You are not being mean hshaw03. Kids need boundaries and they are going to test them anyway they can. Don't you remember being like that with your parents when you were growing up?

I have two daughters as well. One will be 7 in August and the other will be 2 in June. My girls share a bedroom, do yours'? What has worked for us is that there is not a television in the girls' room. They each have certain shows they like to watch and therefore their "tv time" will go along with those shows. My older daughter (not so much my younger one because she's not old enough to understand) will lose her tv time or her computer game time for talking back. There is NO debate about it because she knows the consiquence. There are also certain things that are expected of her on a daily basis. She makes her bed, sets the table for dinner, makes sure her room is clean, etc.. We have a very established routine which I think helps a lot with the sassiness. She knows what to expect.

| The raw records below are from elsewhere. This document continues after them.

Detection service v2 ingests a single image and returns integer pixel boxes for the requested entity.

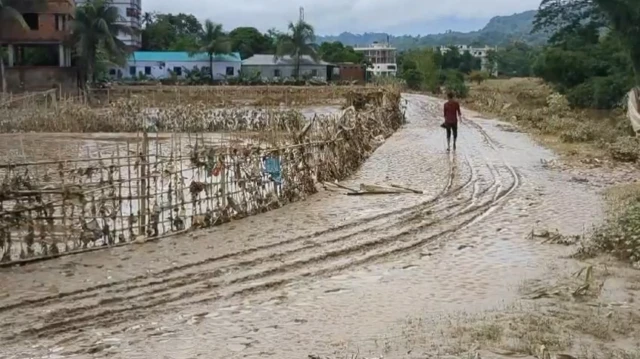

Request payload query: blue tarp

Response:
[263,157,282,184]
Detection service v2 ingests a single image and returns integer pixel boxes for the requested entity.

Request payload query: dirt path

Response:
[0,95,602,358]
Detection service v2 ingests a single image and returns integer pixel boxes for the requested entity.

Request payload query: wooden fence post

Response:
[138,131,149,235]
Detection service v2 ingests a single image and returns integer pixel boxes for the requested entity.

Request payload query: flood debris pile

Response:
[465,79,640,162]
[91,85,384,107]
[0,86,403,264]
[0,86,380,133]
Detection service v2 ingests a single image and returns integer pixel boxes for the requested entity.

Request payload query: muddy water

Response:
[0,95,602,358]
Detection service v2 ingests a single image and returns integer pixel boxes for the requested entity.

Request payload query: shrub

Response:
[469,71,489,85]
[567,76,631,109]
[583,199,640,266]
[402,69,423,90]
[444,70,469,98]
[609,136,640,162]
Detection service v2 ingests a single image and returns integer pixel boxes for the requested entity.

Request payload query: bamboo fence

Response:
[0,91,403,265]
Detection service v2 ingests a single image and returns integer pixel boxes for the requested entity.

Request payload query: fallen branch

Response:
[391,183,424,194]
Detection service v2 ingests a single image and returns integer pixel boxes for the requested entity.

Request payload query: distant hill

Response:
[317,10,548,50]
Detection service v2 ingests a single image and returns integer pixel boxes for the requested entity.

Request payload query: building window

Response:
[56,14,67,31]
[127,7,140,19]
[22,13,40,30]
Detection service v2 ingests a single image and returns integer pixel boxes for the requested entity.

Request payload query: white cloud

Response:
[142,0,540,34]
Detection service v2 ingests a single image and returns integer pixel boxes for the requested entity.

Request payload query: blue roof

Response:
[130,51,242,62]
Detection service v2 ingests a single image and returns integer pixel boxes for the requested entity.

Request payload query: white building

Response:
[76,0,142,49]
[242,54,330,80]
[354,42,398,76]
[438,45,498,75]
[109,51,242,80]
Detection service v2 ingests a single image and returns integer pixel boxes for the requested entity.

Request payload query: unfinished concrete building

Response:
[0,0,77,92]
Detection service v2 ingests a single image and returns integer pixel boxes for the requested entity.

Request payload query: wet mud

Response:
[0,95,603,358]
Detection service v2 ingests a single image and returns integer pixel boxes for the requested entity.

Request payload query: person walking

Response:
[441,92,462,152]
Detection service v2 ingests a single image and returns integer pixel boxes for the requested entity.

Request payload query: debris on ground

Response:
[527,229,581,246]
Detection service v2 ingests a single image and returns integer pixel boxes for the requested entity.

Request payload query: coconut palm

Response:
[0,0,47,93]
[71,0,135,83]
[198,20,231,80]
[276,20,320,78]
[142,12,156,27]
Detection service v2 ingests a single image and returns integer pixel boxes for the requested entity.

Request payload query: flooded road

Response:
[0,95,602,358]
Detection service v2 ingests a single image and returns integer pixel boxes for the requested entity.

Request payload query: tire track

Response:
[0,94,520,341]
[2,161,515,339]
[0,154,474,316]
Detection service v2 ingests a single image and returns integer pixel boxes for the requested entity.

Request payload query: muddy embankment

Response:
[0,89,403,265]
[0,95,636,358]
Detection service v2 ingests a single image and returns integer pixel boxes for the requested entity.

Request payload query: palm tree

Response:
[198,20,231,80]
[71,0,135,84]
[276,20,320,78]
[0,0,47,94]
[142,12,156,27]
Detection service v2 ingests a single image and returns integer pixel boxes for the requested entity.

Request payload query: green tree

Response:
[142,13,203,52]
[487,41,539,77]
[198,20,231,79]
[71,0,135,83]
[534,0,640,86]
[594,0,640,86]
[229,27,273,59]
[402,48,440,92]
[276,20,320,78]
[318,41,364,64]
[533,0,634,109]
[142,12,156,27]
[0,0,47,94]
[458,50,481,74]
[440,46,461,69]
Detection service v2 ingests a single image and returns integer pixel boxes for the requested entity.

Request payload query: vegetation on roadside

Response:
[0,0,47,94]
[578,183,640,268]
[398,46,484,98]
[465,78,640,162]
[71,0,134,87]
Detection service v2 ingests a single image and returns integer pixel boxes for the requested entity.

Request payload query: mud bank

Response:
[0,95,616,358]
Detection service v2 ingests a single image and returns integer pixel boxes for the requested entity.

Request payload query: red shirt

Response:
[444,100,462,124]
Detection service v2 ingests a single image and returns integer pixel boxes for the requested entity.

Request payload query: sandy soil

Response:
[0,95,640,358]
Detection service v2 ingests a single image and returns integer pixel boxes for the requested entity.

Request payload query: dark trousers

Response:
[444,123,458,142]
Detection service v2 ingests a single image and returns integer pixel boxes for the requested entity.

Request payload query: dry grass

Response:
[0,86,404,265]
[577,183,640,267]
[85,85,379,107]
[0,86,396,133]
[372,264,640,359]
[466,79,640,162]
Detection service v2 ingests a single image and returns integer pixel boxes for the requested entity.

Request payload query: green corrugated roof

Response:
[131,51,242,62]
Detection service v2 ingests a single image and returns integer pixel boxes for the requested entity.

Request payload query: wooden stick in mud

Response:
[323,182,360,193]
[391,183,424,194]
[347,191,402,196]
[360,183,408,193]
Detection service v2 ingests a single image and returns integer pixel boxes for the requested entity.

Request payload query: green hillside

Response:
[318,10,548,50]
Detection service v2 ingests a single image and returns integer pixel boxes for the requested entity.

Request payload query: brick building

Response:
[0,0,76,91]
[336,62,365,82]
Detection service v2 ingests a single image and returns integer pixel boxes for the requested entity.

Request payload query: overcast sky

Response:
[142,0,540,35]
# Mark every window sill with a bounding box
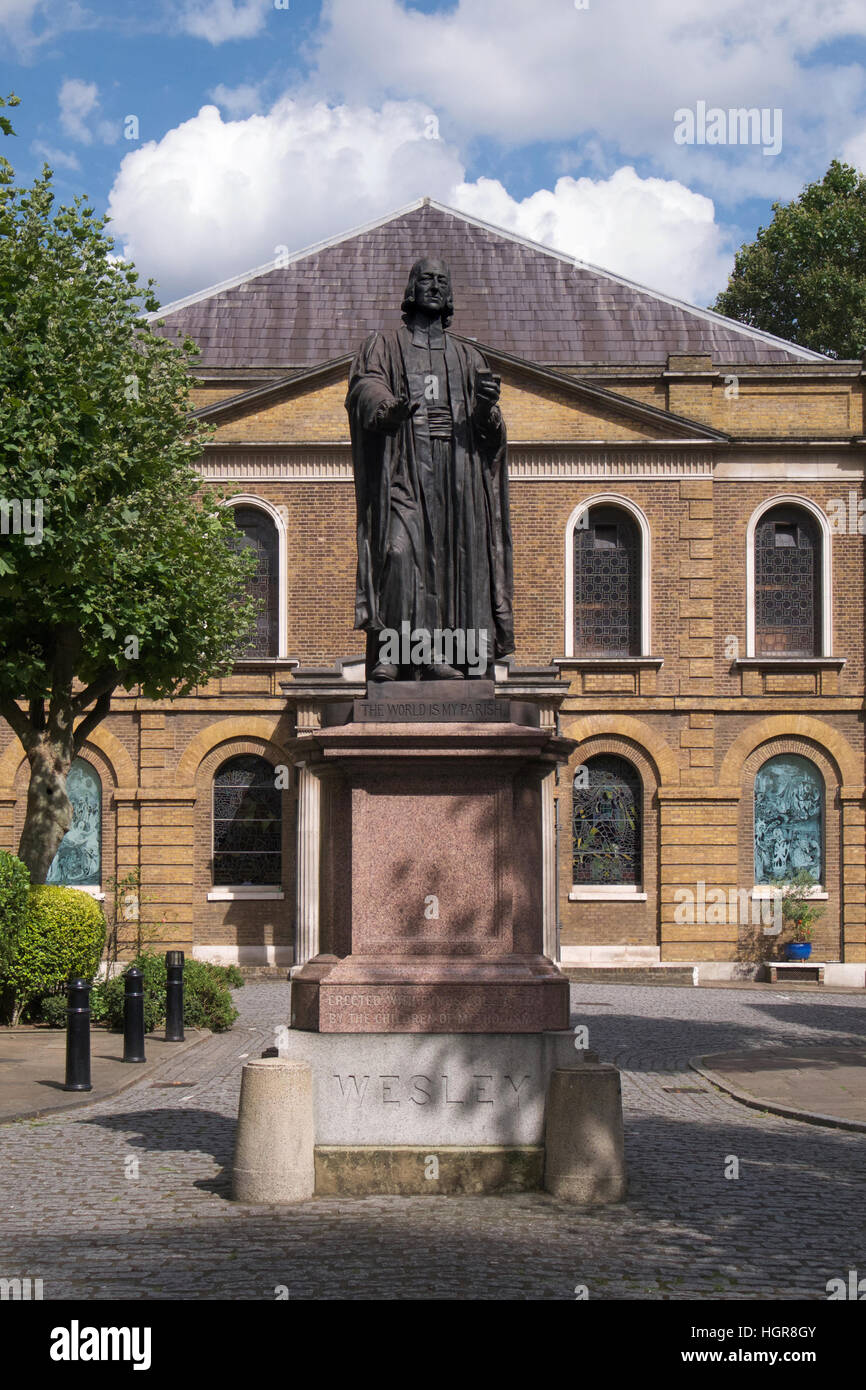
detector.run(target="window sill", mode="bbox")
[749,883,830,902]
[207,884,285,902]
[569,884,646,902]
[550,656,664,671]
[731,656,847,671]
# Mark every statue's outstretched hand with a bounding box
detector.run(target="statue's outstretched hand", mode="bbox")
[475,371,499,410]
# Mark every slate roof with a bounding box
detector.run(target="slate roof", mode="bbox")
[152,199,827,368]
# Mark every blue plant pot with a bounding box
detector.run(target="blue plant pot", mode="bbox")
[785,941,812,960]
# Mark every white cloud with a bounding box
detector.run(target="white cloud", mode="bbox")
[455,167,731,303]
[108,99,731,311]
[0,0,93,63]
[177,0,274,44]
[108,99,464,300]
[57,78,118,145]
[310,0,866,197]
[209,82,261,117]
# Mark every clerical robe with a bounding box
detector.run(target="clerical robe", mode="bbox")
[346,320,514,659]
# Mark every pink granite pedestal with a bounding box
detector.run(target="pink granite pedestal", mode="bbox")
[292,723,574,1033]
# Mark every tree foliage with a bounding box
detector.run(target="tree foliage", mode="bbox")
[713,160,866,359]
[0,143,254,883]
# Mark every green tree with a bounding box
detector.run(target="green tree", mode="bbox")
[713,160,866,359]
[0,92,21,141]
[0,152,254,884]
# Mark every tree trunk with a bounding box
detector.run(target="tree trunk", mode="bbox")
[18,720,75,883]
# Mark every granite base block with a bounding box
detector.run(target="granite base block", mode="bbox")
[316,1144,545,1197]
[278,1029,594,1150]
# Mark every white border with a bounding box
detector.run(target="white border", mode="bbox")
[220,492,289,662]
[564,492,652,660]
[745,492,833,662]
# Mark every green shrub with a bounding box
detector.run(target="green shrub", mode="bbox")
[0,884,106,1023]
[97,951,243,1033]
[0,849,31,983]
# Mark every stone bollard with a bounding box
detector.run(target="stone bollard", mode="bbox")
[232,1058,316,1204]
[124,965,147,1062]
[64,974,93,1091]
[545,1062,626,1205]
[165,951,183,1043]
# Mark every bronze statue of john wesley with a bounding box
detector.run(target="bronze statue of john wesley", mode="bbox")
[346,260,514,681]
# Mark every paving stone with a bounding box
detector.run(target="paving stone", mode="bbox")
[0,981,866,1300]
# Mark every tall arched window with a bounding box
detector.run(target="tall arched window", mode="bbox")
[46,758,103,888]
[234,506,281,660]
[214,753,282,887]
[571,753,642,885]
[574,506,641,656]
[755,506,822,656]
[755,753,824,884]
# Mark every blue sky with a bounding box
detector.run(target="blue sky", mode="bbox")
[0,0,866,303]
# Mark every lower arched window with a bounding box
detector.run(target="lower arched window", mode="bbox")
[214,753,282,887]
[755,753,824,884]
[46,758,103,888]
[573,753,642,885]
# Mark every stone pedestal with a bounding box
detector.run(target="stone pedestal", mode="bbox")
[292,717,573,1033]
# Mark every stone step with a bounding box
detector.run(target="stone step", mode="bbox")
[238,965,289,980]
[560,965,695,986]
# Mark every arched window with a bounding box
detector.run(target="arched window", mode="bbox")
[755,506,822,656]
[574,506,641,656]
[755,753,824,884]
[571,753,642,885]
[214,753,282,887]
[46,758,103,888]
[234,506,281,660]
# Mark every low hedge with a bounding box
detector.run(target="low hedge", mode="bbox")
[93,951,243,1033]
[0,849,31,979]
[0,884,106,1023]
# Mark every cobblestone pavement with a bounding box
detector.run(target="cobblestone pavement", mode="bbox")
[0,981,866,1300]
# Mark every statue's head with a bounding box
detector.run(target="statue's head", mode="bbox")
[400,256,455,328]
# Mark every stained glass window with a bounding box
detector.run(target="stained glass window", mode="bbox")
[214,753,282,887]
[755,507,820,656]
[574,507,641,656]
[573,753,642,884]
[235,507,279,660]
[46,758,103,888]
[755,753,824,883]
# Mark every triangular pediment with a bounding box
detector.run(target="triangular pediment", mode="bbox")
[150,199,827,374]
[196,335,726,443]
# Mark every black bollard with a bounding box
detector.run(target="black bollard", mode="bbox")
[64,974,93,1091]
[124,965,147,1062]
[165,951,183,1043]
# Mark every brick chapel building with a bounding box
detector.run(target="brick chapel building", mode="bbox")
[0,199,866,984]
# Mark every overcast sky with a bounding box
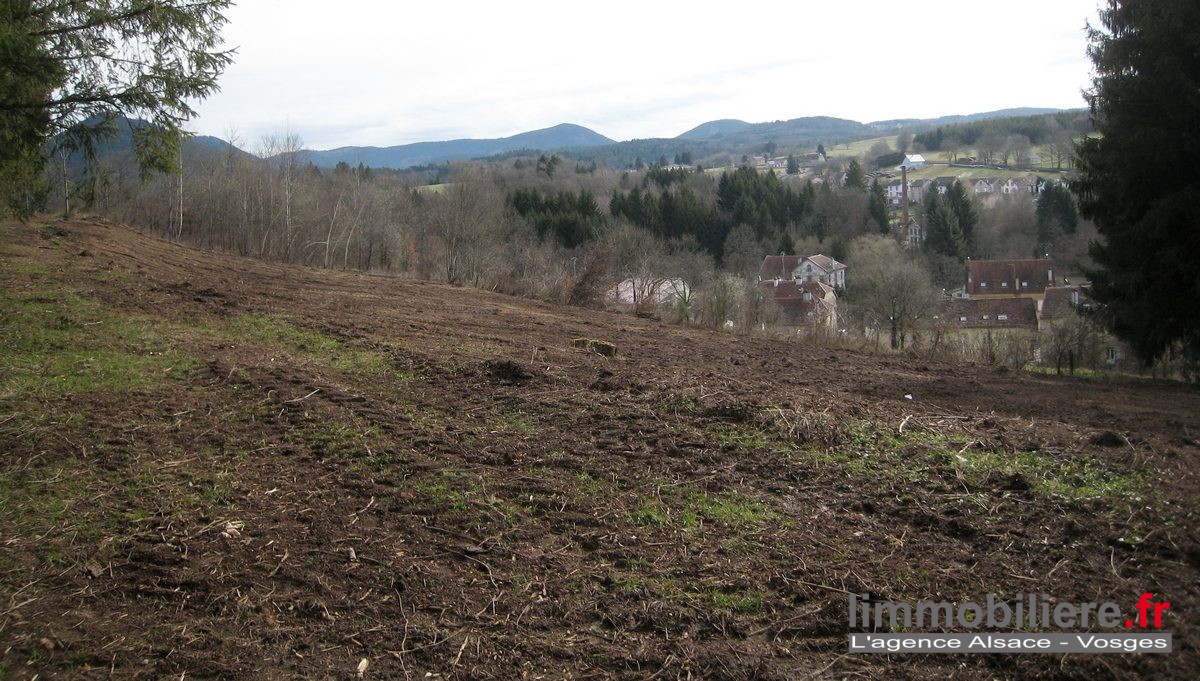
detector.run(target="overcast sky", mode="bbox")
[191,0,1097,149]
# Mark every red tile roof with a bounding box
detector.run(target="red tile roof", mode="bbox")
[967,259,1055,296]
[941,299,1038,329]
[758,279,834,326]
[758,255,804,281]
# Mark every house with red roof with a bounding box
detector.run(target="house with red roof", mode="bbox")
[758,253,846,289]
[966,258,1056,301]
[758,279,838,329]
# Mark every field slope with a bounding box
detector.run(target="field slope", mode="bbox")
[0,219,1200,679]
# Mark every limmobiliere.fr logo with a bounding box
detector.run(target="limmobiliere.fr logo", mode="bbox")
[850,592,1172,653]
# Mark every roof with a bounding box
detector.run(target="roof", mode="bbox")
[942,299,1038,329]
[758,253,846,281]
[758,281,836,326]
[805,253,846,273]
[967,259,1055,296]
[758,255,804,279]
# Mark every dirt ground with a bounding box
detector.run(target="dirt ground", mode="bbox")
[0,218,1200,679]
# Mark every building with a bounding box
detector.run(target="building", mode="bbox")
[758,278,838,329]
[967,259,1055,301]
[758,253,846,289]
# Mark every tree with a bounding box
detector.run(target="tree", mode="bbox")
[847,236,936,349]
[0,0,233,215]
[1072,0,1200,364]
[846,158,866,192]
[1034,182,1079,255]
[946,180,979,255]
[866,177,892,234]
[925,185,967,261]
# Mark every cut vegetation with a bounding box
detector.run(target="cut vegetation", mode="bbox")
[0,219,1200,679]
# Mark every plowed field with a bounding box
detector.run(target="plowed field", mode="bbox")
[0,219,1200,679]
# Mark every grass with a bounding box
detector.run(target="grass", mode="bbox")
[0,291,194,399]
[629,486,779,531]
[216,314,394,374]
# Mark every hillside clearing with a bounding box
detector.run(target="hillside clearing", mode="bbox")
[0,219,1200,679]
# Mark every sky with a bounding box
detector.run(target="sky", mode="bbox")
[190,0,1098,149]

I'll give you a basic rundown of our day. The girls are up early, always have been. Breakfast is usually on the table by 6:30am. They eat and while I help to dress my younger daughter my older daughter goes to get herself dressed and make her bed. When she comes downstairs she brushes her hair and teeth. On a school day she will make sure her lunch (that I made when she was doing her thing) is in her backpack with everything else she needs for the day. The bus picks her up by 8:15am and she gets dropped off by 3:45pm. She will come home, have a small snack, and play with her sister. Dinner is on the table by 5:30pm. She will take a bath or shower after and get dressed, and brush her teeth and hair. When she is done with that it's around 6:30pm and her sister goes to bed. She will read me a story at night. When she is done reading I will let her watch Hannah Montana before she goes to bed. The only days that are different are the weekends, but I keep the activities going. She is very crafty so I keep the "art cart" stocked for her.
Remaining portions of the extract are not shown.